Speakers on Saturday consented that intra-regional connectivity has become a significant phenomenon in international relations, and that the wave of globalization has made it obligatory for the region to strengthen economic linkages among one another.
They were speaking at a session titled ‘Regional Connectivity and Stability’.
Former foreign minister Hina Rabbani Khar said there are many platforms at regional levels to enhance economic relations. “It is the job of a country’s leadership to build public opinion on certain issues,” she said.
Khar opined that international donors should reserve at least $1 billion for the regional connectivity projects, if they want true development in the region. She said consensuses on certain issues could not be developed, as Pakistan had not remained a democracy for three decades, and needed a longer time to flourish.
Regarding Indo-Pak relations, she said both always attached security and territorial disputes with economic relations. She explained that where England and France have had similar disputes, they still allowed and enabled regional connectivity.
Anchorperson Nasim Zehra said that there are some individuals in India, Pakistan and Afghanistan who consider economics separate from security.

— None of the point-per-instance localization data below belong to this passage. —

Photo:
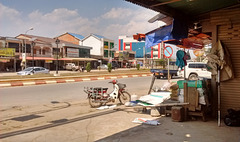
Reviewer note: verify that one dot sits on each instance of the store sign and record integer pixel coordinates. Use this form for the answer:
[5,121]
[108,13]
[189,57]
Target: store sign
[10,52]
[168,51]
[72,52]
[4,60]
[48,61]
[24,57]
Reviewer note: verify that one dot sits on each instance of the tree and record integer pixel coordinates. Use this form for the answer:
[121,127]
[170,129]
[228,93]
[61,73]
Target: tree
[162,62]
[138,66]
[109,67]
[88,67]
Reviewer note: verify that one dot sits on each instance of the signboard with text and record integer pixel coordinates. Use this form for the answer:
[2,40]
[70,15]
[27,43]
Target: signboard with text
[72,52]
[9,52]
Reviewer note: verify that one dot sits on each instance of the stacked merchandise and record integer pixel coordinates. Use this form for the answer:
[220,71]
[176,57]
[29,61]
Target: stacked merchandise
[174,92]
[192,83]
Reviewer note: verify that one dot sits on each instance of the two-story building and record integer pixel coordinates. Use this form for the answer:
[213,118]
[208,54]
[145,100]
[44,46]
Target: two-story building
[102,47]
[30,50]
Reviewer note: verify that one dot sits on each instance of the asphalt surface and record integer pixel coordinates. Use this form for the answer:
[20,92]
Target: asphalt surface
[76,122]
[64,79]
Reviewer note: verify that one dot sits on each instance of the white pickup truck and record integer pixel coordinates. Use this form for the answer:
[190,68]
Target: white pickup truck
[194,70]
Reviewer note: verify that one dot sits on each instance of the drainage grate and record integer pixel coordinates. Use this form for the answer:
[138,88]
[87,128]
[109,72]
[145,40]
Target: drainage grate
[26,118]
[59,121]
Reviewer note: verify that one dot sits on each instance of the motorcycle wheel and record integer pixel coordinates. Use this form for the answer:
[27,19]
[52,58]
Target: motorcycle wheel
[93,103]
[124,97]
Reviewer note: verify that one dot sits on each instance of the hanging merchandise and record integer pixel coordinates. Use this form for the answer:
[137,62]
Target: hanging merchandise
[180,59]
[188,55]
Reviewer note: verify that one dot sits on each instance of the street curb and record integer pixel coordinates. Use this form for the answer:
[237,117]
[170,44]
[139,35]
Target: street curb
[67,80]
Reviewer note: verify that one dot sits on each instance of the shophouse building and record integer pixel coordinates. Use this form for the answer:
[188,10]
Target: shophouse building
[30,50]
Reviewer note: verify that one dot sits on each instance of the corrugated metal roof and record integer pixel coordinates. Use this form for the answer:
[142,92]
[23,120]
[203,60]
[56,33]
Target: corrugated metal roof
[99,36]
[190,8]
[77,36]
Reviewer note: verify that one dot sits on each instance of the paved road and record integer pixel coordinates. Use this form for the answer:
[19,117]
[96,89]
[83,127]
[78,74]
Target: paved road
[68,124]
[66,92]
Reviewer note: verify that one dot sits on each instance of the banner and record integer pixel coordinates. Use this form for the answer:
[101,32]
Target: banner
[9,52]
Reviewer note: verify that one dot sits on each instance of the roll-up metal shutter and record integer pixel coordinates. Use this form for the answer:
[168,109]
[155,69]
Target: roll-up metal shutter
[228,23]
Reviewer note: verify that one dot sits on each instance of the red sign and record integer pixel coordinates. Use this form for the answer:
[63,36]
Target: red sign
[168,51]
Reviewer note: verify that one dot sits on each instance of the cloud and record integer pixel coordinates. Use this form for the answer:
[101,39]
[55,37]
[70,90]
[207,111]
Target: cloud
[116,22]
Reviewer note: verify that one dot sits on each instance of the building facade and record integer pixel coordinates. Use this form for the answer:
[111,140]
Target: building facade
[102,48]
[30,50]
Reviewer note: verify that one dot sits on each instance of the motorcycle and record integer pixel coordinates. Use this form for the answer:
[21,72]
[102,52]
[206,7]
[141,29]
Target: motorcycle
[98,96]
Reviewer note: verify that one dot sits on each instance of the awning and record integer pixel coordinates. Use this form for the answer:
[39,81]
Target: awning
[177,30]
[79,59]
[38,58]
[60,59]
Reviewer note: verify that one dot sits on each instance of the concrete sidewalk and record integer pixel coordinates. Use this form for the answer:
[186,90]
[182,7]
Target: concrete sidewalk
[65,79]
[116,125]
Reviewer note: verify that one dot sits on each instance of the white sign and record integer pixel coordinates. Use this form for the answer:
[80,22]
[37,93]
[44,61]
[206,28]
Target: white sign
[72,52]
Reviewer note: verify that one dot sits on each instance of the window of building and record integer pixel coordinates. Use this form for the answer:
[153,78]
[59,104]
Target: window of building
[106,53]
[105,44]
[85,53]
[14,45]
[111,45]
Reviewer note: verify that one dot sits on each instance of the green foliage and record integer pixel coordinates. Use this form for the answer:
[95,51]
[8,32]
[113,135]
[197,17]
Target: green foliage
[109,67]
[88,67]
[162,62]
[138,66]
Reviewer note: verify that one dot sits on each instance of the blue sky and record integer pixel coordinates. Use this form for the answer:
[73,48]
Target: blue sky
[50,18]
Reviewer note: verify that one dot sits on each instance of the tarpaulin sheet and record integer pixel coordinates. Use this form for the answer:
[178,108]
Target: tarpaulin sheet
[177,30]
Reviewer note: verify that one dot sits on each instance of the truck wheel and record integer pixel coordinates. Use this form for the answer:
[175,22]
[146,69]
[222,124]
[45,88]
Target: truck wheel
[193,76]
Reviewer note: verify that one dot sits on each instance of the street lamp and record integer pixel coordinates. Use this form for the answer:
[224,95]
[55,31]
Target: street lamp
[57,42]
[26,46]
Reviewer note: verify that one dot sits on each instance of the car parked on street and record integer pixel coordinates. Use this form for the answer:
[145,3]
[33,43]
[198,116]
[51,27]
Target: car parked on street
[194,70]
[33,70]
[71,66]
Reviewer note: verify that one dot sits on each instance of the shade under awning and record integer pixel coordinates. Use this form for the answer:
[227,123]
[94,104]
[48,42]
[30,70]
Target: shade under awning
[177,30]
[79,59]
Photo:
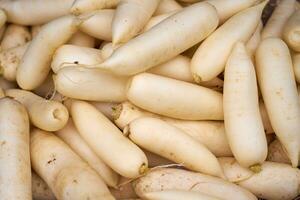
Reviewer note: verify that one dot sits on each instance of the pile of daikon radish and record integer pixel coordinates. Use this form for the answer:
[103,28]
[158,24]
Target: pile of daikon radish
[149,99]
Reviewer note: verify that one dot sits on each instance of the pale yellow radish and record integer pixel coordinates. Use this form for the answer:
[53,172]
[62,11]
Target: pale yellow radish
[210,58]
[159,137]
[242,119]
[82,6]
[278,19]
[68,176]
[161,43]
[10,60]
[164,96]
[178,195]
[167,6]
[178,179]
[125,157]
[70,55]
[90,84]
[291,31]
[35,64]
[278,87]
[276,153]
[70,136]
[40,189]
[34,12]
[130,18]
[15,170]
[82,39]
[45,114]
[98,25]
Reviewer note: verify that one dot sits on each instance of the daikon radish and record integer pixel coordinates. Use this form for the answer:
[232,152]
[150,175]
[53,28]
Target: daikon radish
[45,114]
[34,12]
[98,25]
[70,136]
[70,55]
[15,170]
[164,96]
[35,64]
[278,19]
[177,179]
[82,39]
[242,119]
[68,176]
[82,6]
[130,18]
[40,189]
[161,43]
[90,84]
[279,91]
[210,58]
[159,137]
[10,60]
[276,153]
[125,157]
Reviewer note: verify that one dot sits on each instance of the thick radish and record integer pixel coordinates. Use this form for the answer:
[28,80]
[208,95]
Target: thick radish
[278,86]
[15,170]
[210,58]
[70,136]
[278,19]
[243,122]
[125,157]
[45,114]
[35,64]
[35,12]
[130,18]
[161,43]
[164,96]
[178,195]
[177,179]
[82,83]
[159,137]
[68,176]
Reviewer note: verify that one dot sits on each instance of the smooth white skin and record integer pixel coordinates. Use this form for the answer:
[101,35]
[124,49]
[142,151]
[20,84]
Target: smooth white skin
[278,87]
[228,8]
[83,6]
[40,189]
[162,43]
[10,60]
[98,25]
[167,6]
[178,195]
[45,114]
[291,31]
[15,170]
[71,55]
[276,153]
[70,136]
[164,96]
[296,64]
[15,35]
[82,39]
[157,136]
[90,84]
[210,58]
[35,64]
[68,176]
[178,179]
[35,12]
[125,158]
[278,19]
[242,118]
[130,18]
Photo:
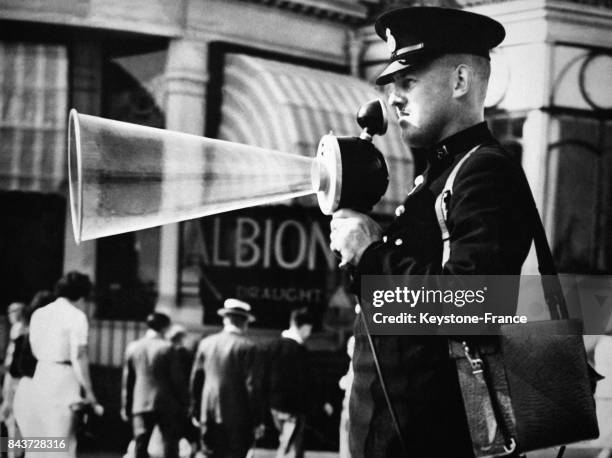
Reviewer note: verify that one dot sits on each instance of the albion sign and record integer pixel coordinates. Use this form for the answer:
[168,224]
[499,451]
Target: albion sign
[276,258]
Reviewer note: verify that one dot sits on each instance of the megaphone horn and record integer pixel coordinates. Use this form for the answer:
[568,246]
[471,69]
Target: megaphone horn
[126,177]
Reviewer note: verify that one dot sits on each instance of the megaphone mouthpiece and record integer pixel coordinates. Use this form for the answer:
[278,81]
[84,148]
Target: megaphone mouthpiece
[372,118]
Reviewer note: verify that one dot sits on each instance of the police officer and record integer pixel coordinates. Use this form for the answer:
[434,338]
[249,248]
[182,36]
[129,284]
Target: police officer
[437,75]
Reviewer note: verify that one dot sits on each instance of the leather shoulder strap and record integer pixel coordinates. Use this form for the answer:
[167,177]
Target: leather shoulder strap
[442,205]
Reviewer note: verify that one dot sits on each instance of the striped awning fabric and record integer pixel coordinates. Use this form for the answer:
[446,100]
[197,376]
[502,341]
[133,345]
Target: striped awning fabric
[33,106]
[289,107]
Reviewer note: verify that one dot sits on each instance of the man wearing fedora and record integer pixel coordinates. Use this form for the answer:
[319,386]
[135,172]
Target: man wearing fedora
[437,79]
[226,386]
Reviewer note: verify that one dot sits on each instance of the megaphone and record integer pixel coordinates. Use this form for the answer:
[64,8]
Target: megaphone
[125,177]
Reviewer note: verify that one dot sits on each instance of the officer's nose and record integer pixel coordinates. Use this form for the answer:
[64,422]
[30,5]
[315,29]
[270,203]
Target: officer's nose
[396,101]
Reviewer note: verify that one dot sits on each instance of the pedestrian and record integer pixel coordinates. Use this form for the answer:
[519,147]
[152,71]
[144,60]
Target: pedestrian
[58,338]
[226,386]
[289,384]
[154,389]
[21,369]
[177,335]
[437,78]
[345,384]
[16,318]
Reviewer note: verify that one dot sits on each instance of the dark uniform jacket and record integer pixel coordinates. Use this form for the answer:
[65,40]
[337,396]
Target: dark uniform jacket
[489,221]
[289,381]
[226,386]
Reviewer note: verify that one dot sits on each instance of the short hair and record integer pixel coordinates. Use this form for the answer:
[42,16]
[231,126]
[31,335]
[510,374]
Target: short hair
[73,286]
[158,321]
[300,317]
[237,319]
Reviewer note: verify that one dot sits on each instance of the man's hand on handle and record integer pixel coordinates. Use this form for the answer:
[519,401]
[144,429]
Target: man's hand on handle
[351,233]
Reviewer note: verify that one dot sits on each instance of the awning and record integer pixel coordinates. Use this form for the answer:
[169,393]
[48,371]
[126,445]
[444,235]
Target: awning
[289,107]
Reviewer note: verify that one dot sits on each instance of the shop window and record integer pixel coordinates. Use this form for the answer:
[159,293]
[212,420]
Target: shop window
[582,209]
[33,107]
[128,264]
[508,129]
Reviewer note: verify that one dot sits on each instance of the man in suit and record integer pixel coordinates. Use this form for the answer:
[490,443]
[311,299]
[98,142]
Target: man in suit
[154,388]
[226,386]
[290,384]
[437,78]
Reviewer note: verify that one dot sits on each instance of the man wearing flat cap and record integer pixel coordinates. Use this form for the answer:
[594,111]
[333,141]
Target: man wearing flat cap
[437,79]
[226,386]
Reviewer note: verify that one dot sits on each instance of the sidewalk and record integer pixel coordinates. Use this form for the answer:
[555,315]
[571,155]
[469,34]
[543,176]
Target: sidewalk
[574,452]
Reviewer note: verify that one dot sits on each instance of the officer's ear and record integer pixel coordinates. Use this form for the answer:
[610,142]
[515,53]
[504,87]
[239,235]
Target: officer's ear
[462,80]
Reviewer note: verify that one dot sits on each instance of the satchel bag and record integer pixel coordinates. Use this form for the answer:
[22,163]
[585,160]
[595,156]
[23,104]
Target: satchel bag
[531,387]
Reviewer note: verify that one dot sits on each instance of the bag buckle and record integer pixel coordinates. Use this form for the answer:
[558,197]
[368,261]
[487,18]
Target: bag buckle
[475,361]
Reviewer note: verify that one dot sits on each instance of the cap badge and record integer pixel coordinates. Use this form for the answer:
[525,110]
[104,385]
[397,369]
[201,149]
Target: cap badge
[391,43]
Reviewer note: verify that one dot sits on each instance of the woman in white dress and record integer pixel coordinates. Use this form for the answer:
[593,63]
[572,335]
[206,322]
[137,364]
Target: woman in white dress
[58,337]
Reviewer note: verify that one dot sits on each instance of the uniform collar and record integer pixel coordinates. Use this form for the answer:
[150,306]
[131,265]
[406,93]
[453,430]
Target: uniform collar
[459,143]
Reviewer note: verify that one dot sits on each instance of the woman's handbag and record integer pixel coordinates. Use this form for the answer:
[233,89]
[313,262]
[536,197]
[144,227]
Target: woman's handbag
[531,387]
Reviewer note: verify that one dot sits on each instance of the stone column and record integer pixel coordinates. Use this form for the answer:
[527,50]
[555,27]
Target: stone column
[186,79]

She said regional leadership needed to come up with an economic policy.
Zehra said there is an understanding in the political circles of India and Pakistan that economics are important, but little consensus on how to deal with the situation.
Omar Zakhilwal, another speaker, said despite the need and availability of opportunities, the region has remained the least connected and developed in the world. He asked why there is no development when many forums for regional connectivity exist. He said that regional politics should be given priority over domestic politics.
Jean Francois Cautain said the region has plenty of resources in term of natural gas and oil, but peace is crucial in order to benefit from them.
Published in The Express Tribune, April 17th, 2016.